CCUS represents a critical technology for Malaysia’s energy transition and climate mitigation strategy. Despite challenges, the potential environmental and economic benefits justify the investment. Industry leaders have opportunities to invest in CCUS technologies and pilot projects to demonstrate viability, backed by financial institutions, policy and regulatory support.
Public-private partnerships can be a route to increase participation in the sector. For the private sector, this represents an opportunity to capitalise on demand for CCUS as a solution and invest in pilot projects to demonstrate viability. The public sector will be able to observe inflows of foreign direct investment and stimulate job growth in value chains that support CCUS.
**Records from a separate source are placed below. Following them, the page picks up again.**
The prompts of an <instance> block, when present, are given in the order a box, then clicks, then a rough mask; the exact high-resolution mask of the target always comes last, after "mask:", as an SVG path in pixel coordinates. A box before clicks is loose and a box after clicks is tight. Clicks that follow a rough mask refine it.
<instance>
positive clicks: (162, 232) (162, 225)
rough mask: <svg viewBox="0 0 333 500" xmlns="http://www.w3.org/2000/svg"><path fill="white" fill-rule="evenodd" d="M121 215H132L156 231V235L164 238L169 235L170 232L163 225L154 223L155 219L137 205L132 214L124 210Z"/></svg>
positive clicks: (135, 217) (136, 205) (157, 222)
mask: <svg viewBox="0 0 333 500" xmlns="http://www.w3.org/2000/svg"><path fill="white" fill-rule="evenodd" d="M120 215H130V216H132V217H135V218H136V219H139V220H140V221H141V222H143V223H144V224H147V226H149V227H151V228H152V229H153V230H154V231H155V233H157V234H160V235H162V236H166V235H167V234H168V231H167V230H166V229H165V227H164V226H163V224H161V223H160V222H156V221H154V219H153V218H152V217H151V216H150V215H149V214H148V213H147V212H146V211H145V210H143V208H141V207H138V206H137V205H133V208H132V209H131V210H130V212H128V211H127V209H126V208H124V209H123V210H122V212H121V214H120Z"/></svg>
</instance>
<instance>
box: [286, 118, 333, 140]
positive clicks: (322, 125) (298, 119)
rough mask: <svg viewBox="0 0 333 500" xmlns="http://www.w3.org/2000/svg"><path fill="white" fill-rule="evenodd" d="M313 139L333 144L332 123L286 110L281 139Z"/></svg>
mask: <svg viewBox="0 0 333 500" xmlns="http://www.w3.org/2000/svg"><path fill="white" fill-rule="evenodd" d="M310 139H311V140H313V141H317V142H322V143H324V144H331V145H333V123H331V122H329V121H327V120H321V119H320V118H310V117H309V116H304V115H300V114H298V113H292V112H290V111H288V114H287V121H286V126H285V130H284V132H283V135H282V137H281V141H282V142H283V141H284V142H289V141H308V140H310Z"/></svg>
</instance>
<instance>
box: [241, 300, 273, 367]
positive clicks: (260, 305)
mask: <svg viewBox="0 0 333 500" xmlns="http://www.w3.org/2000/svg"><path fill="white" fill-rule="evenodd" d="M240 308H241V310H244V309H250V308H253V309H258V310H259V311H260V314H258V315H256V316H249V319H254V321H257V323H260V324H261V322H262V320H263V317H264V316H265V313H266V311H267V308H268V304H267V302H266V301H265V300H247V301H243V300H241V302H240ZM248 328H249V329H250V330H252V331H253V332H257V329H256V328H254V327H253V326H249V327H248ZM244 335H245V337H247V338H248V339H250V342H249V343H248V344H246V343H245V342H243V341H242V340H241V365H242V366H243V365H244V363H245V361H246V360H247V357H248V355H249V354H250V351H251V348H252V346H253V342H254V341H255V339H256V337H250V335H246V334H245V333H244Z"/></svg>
CCUS is not an excuse for continued high emissions, but rather one of the tools available to support a pragmatic net zero response, alongside efficiency improvements, growth of new green businesses and carbon offsets. Innovation and having a unified approach will be crucial in tackling climate change while ensuring a sustainable future for all.
Jasmine Voo is director of capital projects and infrastructure at PwC Malaysia. Yves De Laet is the Southeast Asian regional director at THREE60 Energy.